13/07/2025
It’s frustrating, disheartening, and frankly exhausting to see how hiring decisions are too often based on who you know rather than what you know. Skills, experience, dedication, and work ethic can be overshadowed by personal connections, social circles, and political alignments.
In many workplaces, especially in public service or politics-adjacent roles, there’s this unwritten rule: if you didn’t work under the "right" administration, you’re suddenly less valuable. Not because your qualifications changed—but because of perception. You can be competent, ethical, and effective, but if your name isn't in the right conversations or you weren’t aligned with the “in” group, opportunities dry up.
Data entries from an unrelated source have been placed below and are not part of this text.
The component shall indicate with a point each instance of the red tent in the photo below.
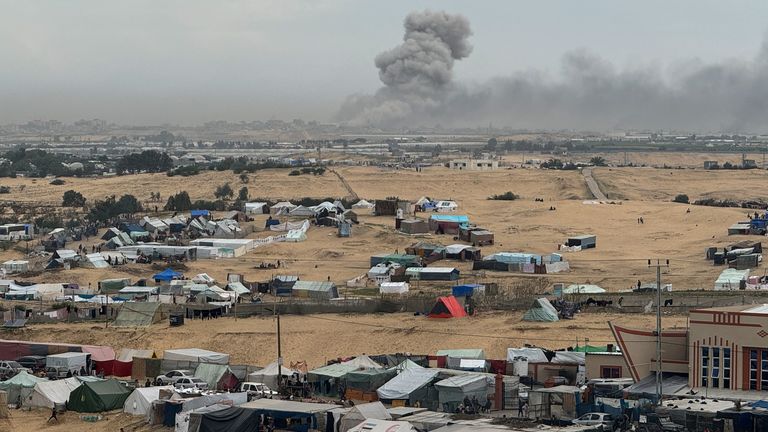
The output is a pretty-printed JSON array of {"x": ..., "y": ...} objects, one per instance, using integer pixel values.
[{"x": 447, "y": 307}]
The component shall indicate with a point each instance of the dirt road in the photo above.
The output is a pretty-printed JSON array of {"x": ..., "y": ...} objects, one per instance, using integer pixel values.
[{"x": 594, "y": 188}]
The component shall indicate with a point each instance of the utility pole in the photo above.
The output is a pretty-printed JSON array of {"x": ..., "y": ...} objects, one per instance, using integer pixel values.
[
  {"x": 658, "y": 266},
  {"x": 279, "y": 356}
]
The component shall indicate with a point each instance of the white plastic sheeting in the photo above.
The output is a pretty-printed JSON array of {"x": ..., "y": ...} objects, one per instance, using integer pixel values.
[
  {"x": 196, "y": 355},
  {"x": 139, "y": 402}
]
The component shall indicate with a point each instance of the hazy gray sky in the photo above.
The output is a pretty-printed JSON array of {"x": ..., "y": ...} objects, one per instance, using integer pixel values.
[{"x": 190, "y": 61}]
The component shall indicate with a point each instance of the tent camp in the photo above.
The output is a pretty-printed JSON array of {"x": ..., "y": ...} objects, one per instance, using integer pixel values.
[
  {"x": 20, "y": 386},
  {"x": 196, "y": 355},
  {"x": 368, "y": 380},
  {"x": 218, "y": 377},
  {"x": 124, "y": 360},
  {"x": 98, "y": 396},
  {"x": 362, "y": 362},
  {"x": 362, "y": 412},
  {"x": 453, "y": 390},
  {"x": 394, "y": 288},
  {"x": 375, "y": 425},
  {"x": 138, "y": 314},
  {"x": 167, "y": 275},
  {"x": 541, "y": 310},
  {"x": 268, "y": 375},
  {"x": 140, "y": 400},
  {"x": 411, "y": 385},
  {"x": 47, "y": 393},
  {"x": 447, "y": 307}
]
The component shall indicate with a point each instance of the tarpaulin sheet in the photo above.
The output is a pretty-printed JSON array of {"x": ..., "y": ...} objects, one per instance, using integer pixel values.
[{"x": 233, "y": 419}]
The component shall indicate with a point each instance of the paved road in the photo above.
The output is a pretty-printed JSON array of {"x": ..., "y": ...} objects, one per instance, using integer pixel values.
[{"x": 592, "y": 185}]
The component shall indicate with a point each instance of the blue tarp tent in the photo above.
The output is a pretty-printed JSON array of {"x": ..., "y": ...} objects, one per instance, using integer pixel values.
[
  {"x": 167, "y": 275},
  {"x": 464, "y": 290}
]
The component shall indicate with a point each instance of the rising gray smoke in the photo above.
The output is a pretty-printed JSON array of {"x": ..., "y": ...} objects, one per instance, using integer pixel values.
[{"x": 590, "y": 95}]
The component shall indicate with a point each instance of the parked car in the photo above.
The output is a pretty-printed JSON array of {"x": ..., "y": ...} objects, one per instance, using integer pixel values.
[
  {"x": 172, "y": 376},
  {"x": 257, "y": 390},
  {"x": 57, "y": 372},
  {"x": 9, "y": 368},
  {"x": 555, "y": 381},
  {"x": 191, "y": 383},
  {"x": 595, "y": 419},
  {"x": 34, "y": 363}
]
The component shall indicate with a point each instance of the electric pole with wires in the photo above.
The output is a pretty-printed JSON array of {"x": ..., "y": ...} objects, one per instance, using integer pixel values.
[{"x": 659, "y": 264}]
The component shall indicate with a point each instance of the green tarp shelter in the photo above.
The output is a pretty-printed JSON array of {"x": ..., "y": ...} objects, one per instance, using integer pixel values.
[
  {"x": 98, "y": 396},
  {"x": 591, "y": 348},
  {"x": 20, "y": 386},
  {"x": 541, "y": 310},
  {"x": 370, "y": 379},
  {"x": 137, "y": 314}
]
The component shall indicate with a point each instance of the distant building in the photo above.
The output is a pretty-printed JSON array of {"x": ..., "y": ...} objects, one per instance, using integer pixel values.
[{"x": 474, "y": 164}]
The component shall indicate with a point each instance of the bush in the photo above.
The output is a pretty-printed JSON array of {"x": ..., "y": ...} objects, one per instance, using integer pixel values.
[
  {"x": 506, "y": 196},
  {"x": 72, "y": 198}
]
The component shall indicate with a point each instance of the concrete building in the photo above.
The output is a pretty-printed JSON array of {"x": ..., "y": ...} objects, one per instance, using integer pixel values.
[
  {"x": 723, "y": 352},
  {"x": 474, "y": 164},
  {"x": 728, "y": 348}
]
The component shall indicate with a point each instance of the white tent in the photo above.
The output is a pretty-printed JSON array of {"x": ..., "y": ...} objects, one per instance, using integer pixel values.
[
  {"x": 360, "y": 413},
  {"x": 363, "y": 362},
  {"x": 47, "y": 393},
  {"x": 406, "y": 383},
  {"x": 139, "y": 402},
  {"x": 374, "y": 425},
  {"x": 268, "y": 375},
  {"x": 362, "y": 204},
  {"x": 394, "y": 288},
  {"x": 256, "y": 208},
  {"x": 196, "y": 355}
]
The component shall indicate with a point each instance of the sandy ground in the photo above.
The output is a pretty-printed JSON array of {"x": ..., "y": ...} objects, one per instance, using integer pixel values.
[
  {"x": 318, "y": 338},
  {"x": 522, "y": 225}
]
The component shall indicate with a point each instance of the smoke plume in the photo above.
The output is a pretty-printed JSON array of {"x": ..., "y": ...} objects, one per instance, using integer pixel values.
[{"x": 589, "y": 94}]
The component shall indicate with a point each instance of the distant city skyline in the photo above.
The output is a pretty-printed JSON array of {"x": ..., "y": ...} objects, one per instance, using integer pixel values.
[{"x": 189, "y": 62}]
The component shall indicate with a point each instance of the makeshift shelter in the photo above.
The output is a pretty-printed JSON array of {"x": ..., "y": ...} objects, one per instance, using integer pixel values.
[
  {"x": 376, "y": 425},
  {"x": 411, "y": 385},
  {"x": 433, "y": 273},
  {"x": 256, "y": 208},
  {"x": 541, "y": 310},
  {"x": 138, "y": 314},
  {"x": 20, "y": 387},
  {"x": 583, "y": 289},
  {"x": 46, "y": 394},
  {"x": 218, "y": 377},
  {"x": 139, "y": 402},
  {"x": 447, "y": 307},
  {"x": 315, "y": 290},
  {"x": 361, "y": 413},
  {"x": 167, "y": 275},
  {"x": 268, "y": 375},
  {"x": 234, "y": 419},
  {"x": 98, "y": 396},
  {"x": 453, "y": 390},
  {"x": 124, "y": 360},
  {"x": 196, "y": 355},
  {"x": 394, "y": 288},
  {"x": 362, "y": 204},
  {"x": 362, "y": 362},
  {"x": 326, "y": 379},
  {"x": 368, "y": 380}
]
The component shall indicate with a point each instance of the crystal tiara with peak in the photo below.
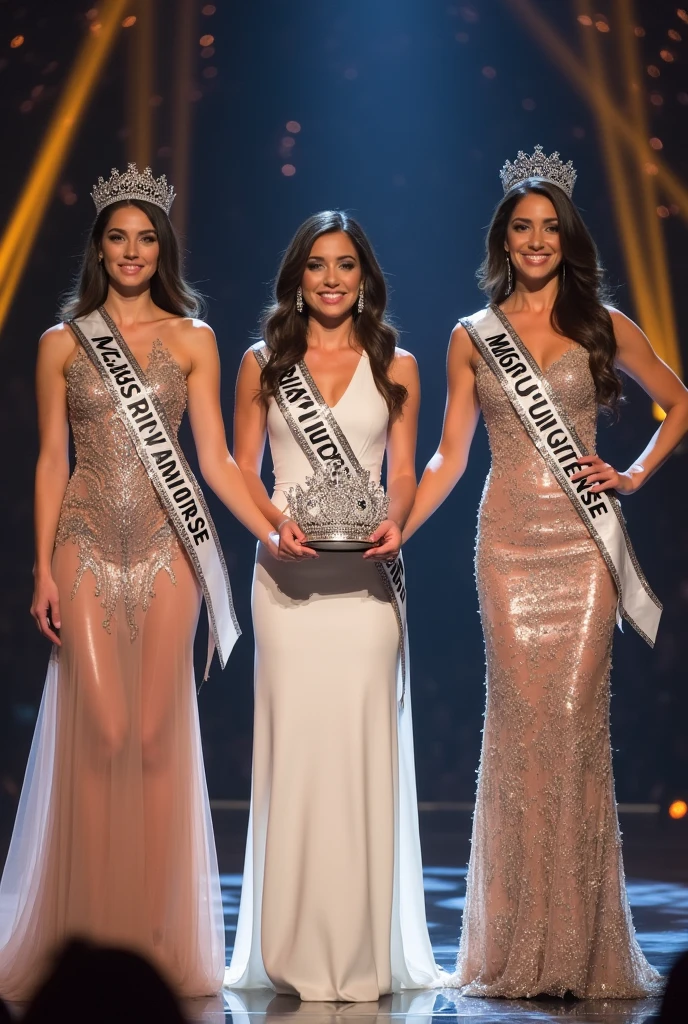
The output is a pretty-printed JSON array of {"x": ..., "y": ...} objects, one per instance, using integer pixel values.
[
  {"x": 536, "y": 165},
  {"x": 133, "y": 184}
]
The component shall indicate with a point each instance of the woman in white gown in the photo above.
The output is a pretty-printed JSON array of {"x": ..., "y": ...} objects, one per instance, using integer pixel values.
[{"x": 332, "y": 905}]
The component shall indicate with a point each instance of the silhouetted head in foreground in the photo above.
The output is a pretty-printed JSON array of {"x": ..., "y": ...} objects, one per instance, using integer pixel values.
[{"x": 91, "y": 983}]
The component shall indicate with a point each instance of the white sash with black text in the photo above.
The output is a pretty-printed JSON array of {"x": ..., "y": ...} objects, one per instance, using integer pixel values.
[
  {"x": 145, "y": 420},
  {"x": 557, "y": 441},
  {"x": 324, "y": 442}
]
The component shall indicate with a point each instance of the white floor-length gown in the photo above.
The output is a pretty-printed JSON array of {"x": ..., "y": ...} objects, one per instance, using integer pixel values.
[{"x": 332, "y": 905}]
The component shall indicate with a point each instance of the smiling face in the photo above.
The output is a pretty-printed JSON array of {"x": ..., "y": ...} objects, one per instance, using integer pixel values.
[
  {"x": 532, "y": 240},
  {"x": 333, "y": 275},
  {"x": 130, "y": 249}
]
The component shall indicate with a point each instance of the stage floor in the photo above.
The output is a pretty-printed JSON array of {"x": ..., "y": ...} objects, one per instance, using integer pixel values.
[{"x": 657, "y": 870}]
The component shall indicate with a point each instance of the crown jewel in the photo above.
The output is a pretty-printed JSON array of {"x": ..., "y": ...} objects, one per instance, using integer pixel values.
[
  {"x": 133, "y": 184},
  {"x": 337, "y": 508},
  {"x": 538, "y": 165}
]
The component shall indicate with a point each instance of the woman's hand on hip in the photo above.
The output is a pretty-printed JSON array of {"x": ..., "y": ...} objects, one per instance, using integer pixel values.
[
  {"x": 45, "y": 607},
  {"x": 292, "y": 547},
  {"x": 387, "y": 539},
  {"x": 602, "y": 476}
]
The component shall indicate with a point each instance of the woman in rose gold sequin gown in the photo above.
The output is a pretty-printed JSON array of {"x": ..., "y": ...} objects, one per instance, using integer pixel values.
[
  {"x": 546, "y": 907},
  {"x": 114, "y": 840}
]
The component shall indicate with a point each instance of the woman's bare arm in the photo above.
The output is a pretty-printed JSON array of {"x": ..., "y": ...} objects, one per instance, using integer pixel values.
[
  {"x": 461, "y": 417},
  {"x": 637, "y": 357},
  {"x": 52, "y": 470},
  {"x": 218, "y": 468}
]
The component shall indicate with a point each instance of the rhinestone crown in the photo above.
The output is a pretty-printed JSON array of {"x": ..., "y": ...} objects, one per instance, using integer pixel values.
[
  {"x": 536, "y": 165},
  {"x": 133, "y": 184},
  {"x": 337, "y": 505}
]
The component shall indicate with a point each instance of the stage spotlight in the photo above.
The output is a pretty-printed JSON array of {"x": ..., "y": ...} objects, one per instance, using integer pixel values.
[{"x": 678, "y": 809}]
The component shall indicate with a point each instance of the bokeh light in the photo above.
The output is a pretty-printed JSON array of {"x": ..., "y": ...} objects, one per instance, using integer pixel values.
[{"x": 678, "y": 809}]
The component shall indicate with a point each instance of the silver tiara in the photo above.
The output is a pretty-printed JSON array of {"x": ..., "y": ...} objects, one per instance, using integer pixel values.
[
  {"x": 133, "y": 184},
  {"x": 550, "y": 169},
  {"x": 338, "y": 508}
]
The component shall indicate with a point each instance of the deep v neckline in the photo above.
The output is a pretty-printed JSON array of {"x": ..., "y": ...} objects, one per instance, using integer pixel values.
[
  {"x": 543, "y": 371},
  {"x": 346, "y": 390}
]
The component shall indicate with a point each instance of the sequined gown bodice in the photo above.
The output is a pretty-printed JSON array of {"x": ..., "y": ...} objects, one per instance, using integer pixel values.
[
  {"x": 546, "y": 907},
  {"x": 111, "y": 508}
]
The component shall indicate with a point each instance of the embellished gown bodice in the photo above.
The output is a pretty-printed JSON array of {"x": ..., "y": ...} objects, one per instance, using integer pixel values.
[
  {"x": 519, "y": 477},
  {"x": 546, "y": 906},
  {"x": 111, "y": 508}
]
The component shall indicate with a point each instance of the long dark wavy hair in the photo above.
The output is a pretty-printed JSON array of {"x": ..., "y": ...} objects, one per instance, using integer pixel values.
[
  {"x": 168, "y": 288},
  {"x": 286, "y": 331},
  {"x": 578, "y": 310}
]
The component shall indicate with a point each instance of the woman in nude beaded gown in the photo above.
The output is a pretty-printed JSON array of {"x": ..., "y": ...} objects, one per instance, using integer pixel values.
[
  {"x": 113, "y": 839},
  {"x": 546, "y": 908}
]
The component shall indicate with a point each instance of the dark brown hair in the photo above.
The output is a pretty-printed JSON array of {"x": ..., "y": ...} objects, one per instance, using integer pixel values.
[
  {"x": 286, "y": 331},
  {"x": 168, "y": 288},
  {"x": 578, "y": 310}
]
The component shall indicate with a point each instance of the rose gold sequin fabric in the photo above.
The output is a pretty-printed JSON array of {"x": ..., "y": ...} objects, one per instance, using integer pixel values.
[
  {"x": 546, "y": 907},
  {"x": 111, "y": 509}
]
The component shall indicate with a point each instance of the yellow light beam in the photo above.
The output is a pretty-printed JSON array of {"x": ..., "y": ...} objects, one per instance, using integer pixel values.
[
  {"x": 657, "y": 264},
  {"x": 626, "y": 210},
  {"x": 185, "y": 49},
  {"x": 141, "y": 84},
  {"x": 17, "y": 240},
  {"x": 562, "y": 56}
]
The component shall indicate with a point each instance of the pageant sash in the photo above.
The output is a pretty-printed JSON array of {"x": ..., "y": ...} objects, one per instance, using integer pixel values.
[
  {"x": 557, "y": 441},
  {"x": 145, "y": 420},
  {"x": 324, "y": 442}
]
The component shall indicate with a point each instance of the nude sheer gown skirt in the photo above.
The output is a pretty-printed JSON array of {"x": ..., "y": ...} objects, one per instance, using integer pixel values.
[
  {"x": 332, "y": 904},
  {"x": 546, "y": 907},
  {"x": 113, "y": 839}
]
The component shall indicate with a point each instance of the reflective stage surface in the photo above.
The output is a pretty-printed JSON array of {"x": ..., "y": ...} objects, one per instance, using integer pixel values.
[{"x": 657, "y": 869}]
This isn't just unfair—it’s inefficient. Organizations lose out on real talent. People are passed over not for lack of capability, but for lack of connections. And let's be honest: it's demoralizing to watch someone get a position simply because they knew the right person or played the right political game.
We need to move toward merit-based hiring—where skills, integrity, and performance matter more than proximity to power. Yes, relationships and trust matter, but they should complement qualifications, not replace them.
To those who've been overlooked, stay encouraged. Your worth is not diminished by biased systems. And to those in positions of influence—please, be better. Use your seat at the table to champion fairness. Normalize transparency in hiring. Question your own biases. Because we all deserve a system where what you know actually matters.